Your first hurdle will be a phone interview with a recruiter or a hiring manager. This stage is the easiest, but it’s also the most crucial. Getting through to the next round means connecting with potential team mates, and those connections will be crucial for ever getting hired. (No pressure, right?)

This interview is just to check that you tick all of the boxes required by the product teams. The recruiter is the perfect person to ask about technicalities of the job like location, schedule, remote work opportunities, benefits, etc. They may not necessarily be experts in the software you’ll be using or the project you’ll be working on, so save those questions for later down the line.

Stages 2 and 3: Online interviews with team members

Depending on the teams you’ll be working with, you’ll go through a few rounds of interviews with potential teammates. There’s no set rules for exactly who you’ll be working with, as it entirely depends on the structure of that particular team.

What we do know, is that these interviews are less about which boxes you check, and more about how you think and what your problem-solving skills are like. You should also expect to be invited to a coding or technical interview, which will involve challenges to solve and homework tasks.

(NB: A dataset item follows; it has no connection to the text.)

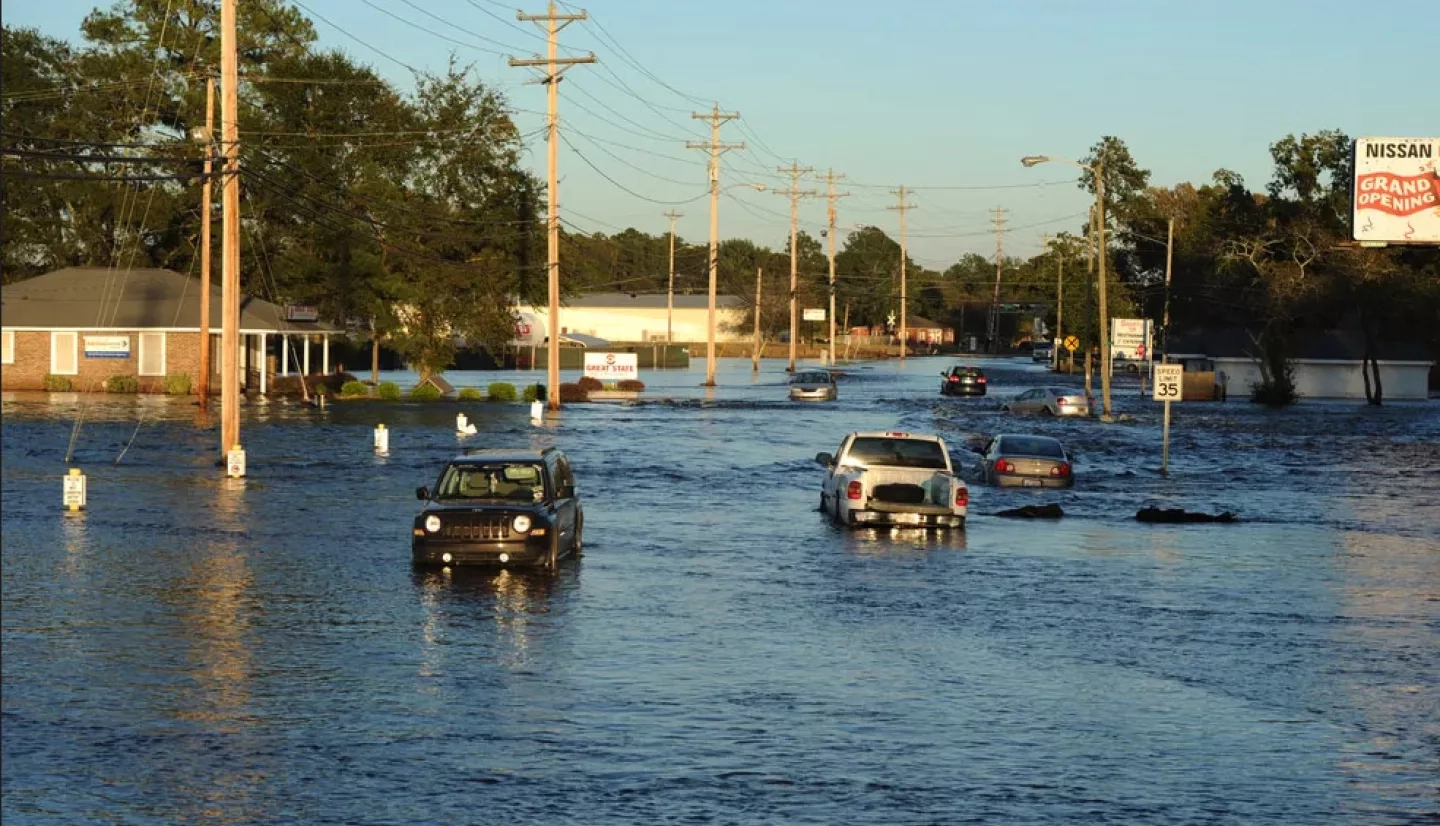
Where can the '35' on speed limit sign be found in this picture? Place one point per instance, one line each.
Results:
(1170, 380)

Stage 4: Onsite interviews

Microsoft's Redmond building: The Commons

Editor’s note: Due to the situation in 2020, this process may be subject to change depending on where you’re based. Check with your recruiter what the process will be going forward.

The onsite interview(s) really are your time to shine! Here you’ll have the opportunity to make a more personal connection with the people you’re hoping to work with day-to-day.

They’ll be testing everything from your previous experience, your critical thinking abilities, and your technical knowledge, to your personality and potential culture fit.

This is the interview you should prepare all of your best questions for. It’s important to show that you’re engaged in the interview and have your own criteria for working there. Don’t forget that interviews are as much for you as they are the company. This is your chance to find out everything you need to know about the company.

Typical Microsoft Interview Questions

The questions you’ll be asked in your interview obviously depend on the type of product and technology you’ll be working on. We’ve compiled the ultimate list of the commonly asked Product Management interview questions.

You’ll be asked to give a run through of your resume, so be sure to know it back to front, and be able to go into details. Don’t just tell them what you did, tell them how you did it, what the effect was, and what you’d do differently now.

We’ve also found some examples of questions asked in real Product Management interviews at Microsoft, which range from practical questions about your PM performance, and hypotheticals to test your critical thinking.

  • As a PM how can you make a project more profitable?
  • How would you develop a coffee machine product?
  • How would you divide a cake into 8 pieces with only 3 cuts?
  • How would you explain calculus to a 5 year old?
  • Write a program for monitoring a patients heartbeat and calculating the average over the last 10 detection.
  • What is the difference between C++ and Java?

Advice from Real Microsoft PMs

We’re lucky enough to have real Product Managers and Senior Product Managers from Microsoft in our community. Over the years they’ve given some great advice on all manner of product topics, including how to break into PM.

Here’s some highlights to help you in your goal of working for Microsoft, from Richa Rai, and Ria Sankar.

The key expectation of a Product Manager at Microsoft is to be the leader (without direct authority of course). Bring stakeholders together, keep leadership informed, highlight and resolve issues and risk. Basically, own the success and failure of the product/program.
I have fallen several times in my career and personal life, but always try to learn from my mistakes and rise higher and stronger. I ask to find out more about someone’s experiences with failure and their approach to recovering.That can be a great judge of resilience and character – important when you are looking for people to stand with or stand behind. I also check for domain knowledge, if they complement team skills, and if they are better than me at something – it can be anything.